ABC News has learned Martin’s family will soon be notified that the Justice Department will not be filing charges against George Zimmerman, who shot the 17-year-old after a confrontation in 2012. Thursday marks three years to the day since Martin was killed.
Federal prosecutors concluded there is not sufficient evidence to prove Zimmerman, a neighborhood watchman in Sanford, Fla., intentionally violated Martin’s civil rights, sources told ABC News.
In October 2014, the Washington Post reported DOJ investigators had determined there was insufficient evidence to charge Zimmerman, but still wanted to “dot their i’s and cross their t’s."
The Justice Department first announced in July 2013 it would look into the killing of the 17-year-old, who was shot by Zimmerman -- a neighborhood watchman in Sanford, Florida -- while walking home carrying a bag of Skittles and an iced tea.

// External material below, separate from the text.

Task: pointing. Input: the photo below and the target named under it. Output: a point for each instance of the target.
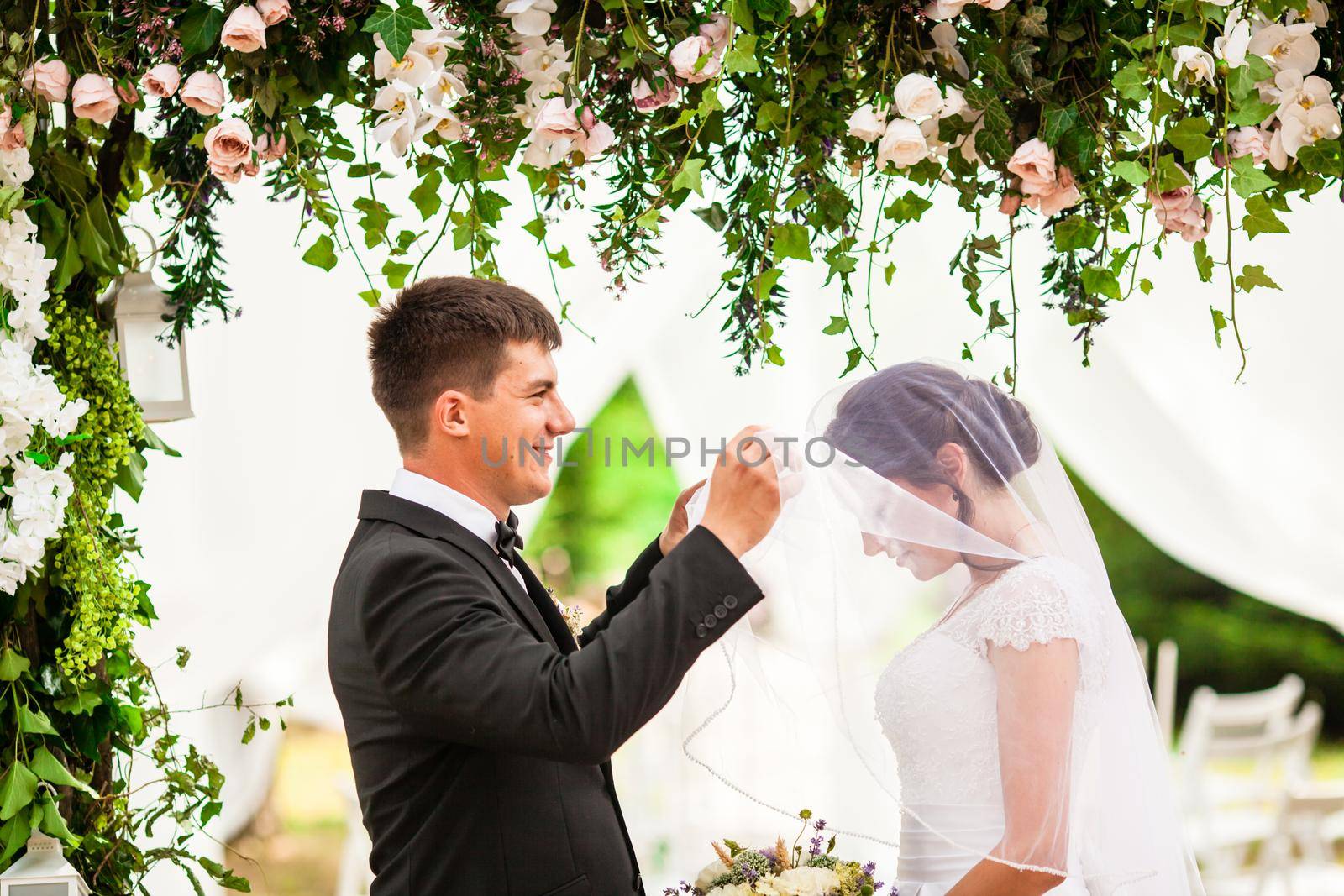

After four weeks of testimony, a jury found Zimmerman not guilty of second-degree murder in July 2013.
UPDATE: In a press release from the Department of Justice, Attorney General Eric Holder commented on the close of the investigation into Martin's death.
“The death of Trayvon Martin was a devastating tragedy. It shook an entire community, drew the attention of millions across the nation, and sparked a painful but necessary dialogue throughout the country,” Holder said. “Though a comprehensive investigation found that the high standard for a federal hate crime prosecution cannot be met under the circumstances here, this young man’s premature death necessitates that we continue the dialogue and be unafraid of confronting the issues and tensions his passing brought to the surface. We, as a nation, must take concrete steps to ensure that such incidents do not occur in the future."